The BJP is thus pushed into a corner and has no option but to throw huge amounts of money at the people of Bihar in the hope of attracting votes. Even this is unlikely – in the last Assembly elections, too, PM Modi had announced a bounty for Bihar, but BJP lost badly.
The biggest thing going for the RJD-Congress-Left grand alliance is the widespread discontent against the ruling JDU-BJP alliance. In the past four years, after Nitish Kumar shifted his allegiance to BJP and formed the present government, Bihar has seen an indifferent administration. All the problems that people face and cause them to feel the need for change came to the fore – indifference to flood ravages, deteriorating law and order situation, raging unemployment, corruption, impunity of the rulers, farmers’ woes, and finally, the COVID-19 pandemic and the migrants’ return.
Through all this tumult, Nitish Kumar steadily lost ground because of his indifference and shambolic handling of affairs. He himself is tacitly acknowledging this when he keeps harping on about the so-called 15 years of ‘jungle raj’ under the Lalu Prasad-Rabri Devi era (1990-2005), conveniently forgetting that he himself has been chief minister since then. This need to hark back to the good old days is because there is nothing to talk about for the past five years.
The Grand Alliance can mobilise this discontent and gather it up for itself provided it can forcefully project an alternative programme. It has taken the first step by forming a big alliance, including the Left. It now needs to come out with a comprehensive platform of action, which must include the issues of agricultural labourers, small and marginal farmers (which form about 91% of farmers in Bihar), unemployed youth, industrial workers and middle class employees.

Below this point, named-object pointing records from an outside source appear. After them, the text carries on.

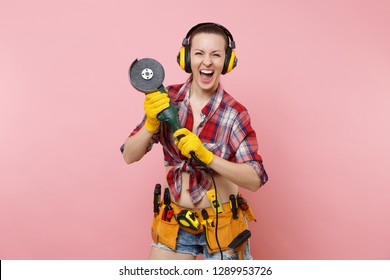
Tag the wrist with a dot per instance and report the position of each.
(152, 125)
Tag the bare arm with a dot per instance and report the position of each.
(136, 145)
(241, 174)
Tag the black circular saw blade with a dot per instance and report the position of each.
(146, 74)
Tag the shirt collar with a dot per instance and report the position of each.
(211, 106)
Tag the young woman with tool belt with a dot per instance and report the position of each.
(217, 130)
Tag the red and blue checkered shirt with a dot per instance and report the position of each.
(225, 130)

The Grand Alliance also needs to take on the BJP head on its communal outlook which has alienated the Muslim population and marginalised it. It also needs to reject the anti-dalit and casteist policies of BJP. The Mahagathbandhan must appeal for unity of all people, reject upper caste machinations and ensure a society that’s free of hatred and strife.
The Left will play a crucial role in building this platform and taking it to the people. RJD and Congress must adopt this direction – if they want the JDU-BJP combine to be defeated.